The H-1B data for Tennessee reveals substantial foreign worker hiring concentrated in computer occupations and healthcare research, with top employers including St. Jude Children's Research Hospital (1,047 petitions) and FedEx Corporate Services (1,023 petitions). While neither employer appears in Clinton's WARN notices, the broader pattern indicates that Tennessee's job growth is increasingly concentrated in high-skill, high-wage occupations served by foreign visa workers, while displacement continues in lower-skill manufacturing and logistics roles.
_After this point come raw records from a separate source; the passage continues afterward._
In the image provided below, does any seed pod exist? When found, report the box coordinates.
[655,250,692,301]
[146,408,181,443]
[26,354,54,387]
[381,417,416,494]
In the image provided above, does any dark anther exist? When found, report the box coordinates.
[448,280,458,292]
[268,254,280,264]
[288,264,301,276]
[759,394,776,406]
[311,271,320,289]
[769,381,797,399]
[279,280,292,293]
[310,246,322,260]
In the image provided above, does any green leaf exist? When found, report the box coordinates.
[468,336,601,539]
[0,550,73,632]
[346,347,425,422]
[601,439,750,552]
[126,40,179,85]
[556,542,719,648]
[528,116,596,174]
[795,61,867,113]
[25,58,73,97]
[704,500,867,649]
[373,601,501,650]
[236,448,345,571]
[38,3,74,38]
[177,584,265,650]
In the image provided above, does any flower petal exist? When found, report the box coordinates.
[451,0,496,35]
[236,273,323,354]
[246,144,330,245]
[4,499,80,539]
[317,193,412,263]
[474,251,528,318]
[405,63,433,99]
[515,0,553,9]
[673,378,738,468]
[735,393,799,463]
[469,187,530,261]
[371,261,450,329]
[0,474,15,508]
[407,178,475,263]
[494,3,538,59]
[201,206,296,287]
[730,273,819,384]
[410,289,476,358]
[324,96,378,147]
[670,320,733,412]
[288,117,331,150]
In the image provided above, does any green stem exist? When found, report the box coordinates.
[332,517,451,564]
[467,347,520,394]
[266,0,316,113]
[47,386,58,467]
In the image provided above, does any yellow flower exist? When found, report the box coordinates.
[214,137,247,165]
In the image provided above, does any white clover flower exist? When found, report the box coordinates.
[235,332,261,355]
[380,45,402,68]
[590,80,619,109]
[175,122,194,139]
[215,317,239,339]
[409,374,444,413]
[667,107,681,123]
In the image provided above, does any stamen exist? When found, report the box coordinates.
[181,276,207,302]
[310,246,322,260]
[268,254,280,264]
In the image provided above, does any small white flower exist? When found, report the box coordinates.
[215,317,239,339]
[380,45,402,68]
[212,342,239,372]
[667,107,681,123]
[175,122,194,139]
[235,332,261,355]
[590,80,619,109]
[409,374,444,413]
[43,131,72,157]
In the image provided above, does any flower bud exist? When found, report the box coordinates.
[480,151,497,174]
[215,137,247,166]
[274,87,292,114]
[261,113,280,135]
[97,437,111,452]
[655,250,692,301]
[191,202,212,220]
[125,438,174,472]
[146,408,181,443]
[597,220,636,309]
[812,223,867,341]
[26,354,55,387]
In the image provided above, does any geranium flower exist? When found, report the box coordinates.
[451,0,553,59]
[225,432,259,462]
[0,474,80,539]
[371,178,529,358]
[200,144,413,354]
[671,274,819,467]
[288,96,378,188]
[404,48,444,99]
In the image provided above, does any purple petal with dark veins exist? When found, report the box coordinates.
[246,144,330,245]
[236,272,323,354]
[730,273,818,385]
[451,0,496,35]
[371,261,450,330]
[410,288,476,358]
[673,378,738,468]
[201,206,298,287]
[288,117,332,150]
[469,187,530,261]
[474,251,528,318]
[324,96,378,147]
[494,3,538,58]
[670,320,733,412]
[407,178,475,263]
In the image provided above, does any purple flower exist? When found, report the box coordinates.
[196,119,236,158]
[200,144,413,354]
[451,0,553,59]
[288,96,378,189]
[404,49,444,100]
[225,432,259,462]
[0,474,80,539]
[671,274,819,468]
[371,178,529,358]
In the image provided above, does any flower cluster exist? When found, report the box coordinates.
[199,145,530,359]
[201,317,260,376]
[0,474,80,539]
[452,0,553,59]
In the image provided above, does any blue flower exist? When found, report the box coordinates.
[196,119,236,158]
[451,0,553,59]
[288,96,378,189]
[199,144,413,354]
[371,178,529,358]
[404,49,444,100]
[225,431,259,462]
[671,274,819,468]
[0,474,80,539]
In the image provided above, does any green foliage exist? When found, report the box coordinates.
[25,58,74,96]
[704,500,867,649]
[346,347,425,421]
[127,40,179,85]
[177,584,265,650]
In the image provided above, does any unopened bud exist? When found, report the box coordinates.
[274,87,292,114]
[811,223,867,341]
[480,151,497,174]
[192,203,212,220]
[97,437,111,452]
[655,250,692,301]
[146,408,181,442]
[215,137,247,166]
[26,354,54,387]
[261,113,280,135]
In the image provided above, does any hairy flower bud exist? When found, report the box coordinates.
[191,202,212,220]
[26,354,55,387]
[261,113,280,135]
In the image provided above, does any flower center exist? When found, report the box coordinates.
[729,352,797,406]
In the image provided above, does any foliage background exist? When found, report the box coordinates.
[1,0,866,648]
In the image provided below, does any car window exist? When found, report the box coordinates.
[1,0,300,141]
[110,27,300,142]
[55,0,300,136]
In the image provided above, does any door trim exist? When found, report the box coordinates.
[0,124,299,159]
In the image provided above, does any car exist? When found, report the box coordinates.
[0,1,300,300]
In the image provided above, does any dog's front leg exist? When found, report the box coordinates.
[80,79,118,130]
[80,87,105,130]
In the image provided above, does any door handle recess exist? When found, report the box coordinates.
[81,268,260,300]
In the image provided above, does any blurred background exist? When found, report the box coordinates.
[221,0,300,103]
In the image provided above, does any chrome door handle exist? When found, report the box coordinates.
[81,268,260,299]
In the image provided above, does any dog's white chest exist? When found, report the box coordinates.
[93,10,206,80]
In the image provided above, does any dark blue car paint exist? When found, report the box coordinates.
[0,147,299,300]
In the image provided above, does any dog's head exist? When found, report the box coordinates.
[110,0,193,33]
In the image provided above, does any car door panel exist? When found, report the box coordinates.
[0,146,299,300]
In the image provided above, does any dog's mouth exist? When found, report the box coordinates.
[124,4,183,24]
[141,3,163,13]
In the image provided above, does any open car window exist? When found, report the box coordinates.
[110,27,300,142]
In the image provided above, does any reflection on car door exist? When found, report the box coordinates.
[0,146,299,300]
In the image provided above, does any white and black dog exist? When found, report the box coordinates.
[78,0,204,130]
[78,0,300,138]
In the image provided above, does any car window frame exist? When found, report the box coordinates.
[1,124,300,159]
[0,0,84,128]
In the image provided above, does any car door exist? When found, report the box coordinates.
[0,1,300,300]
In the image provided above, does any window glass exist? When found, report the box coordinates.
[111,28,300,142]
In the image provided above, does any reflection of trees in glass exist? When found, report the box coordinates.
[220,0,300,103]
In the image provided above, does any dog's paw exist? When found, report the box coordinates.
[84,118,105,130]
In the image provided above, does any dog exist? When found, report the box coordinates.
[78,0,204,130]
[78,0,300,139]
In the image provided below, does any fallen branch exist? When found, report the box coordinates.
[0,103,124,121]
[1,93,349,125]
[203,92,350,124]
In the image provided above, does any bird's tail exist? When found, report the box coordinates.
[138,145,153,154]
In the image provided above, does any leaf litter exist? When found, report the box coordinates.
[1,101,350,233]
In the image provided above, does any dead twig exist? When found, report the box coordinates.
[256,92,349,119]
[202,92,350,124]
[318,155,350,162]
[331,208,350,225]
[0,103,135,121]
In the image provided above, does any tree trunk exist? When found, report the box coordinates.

This bifurcation suggests limited reabsorption of Clinton's displaced manufacturing and logistics workers into growing sectors without significant retraining and geographic relocation.
Clinton's experience must be situated within this broader state-level divergence: the region benefits from Tennessee's strong state-level labor market indicators, yet the sectoral composition of growth offers limited direct pathways for workers displaced from distribution and bearing manufacturing. The absence of WARN filings since 2015 suggests relative stability among Clinton's major employers, but this stability exists within a state economy increasingly oriented toward high-skill services and research rather than the manufacturing and logistics sectors that historically anchored employment in smaller industrial communities.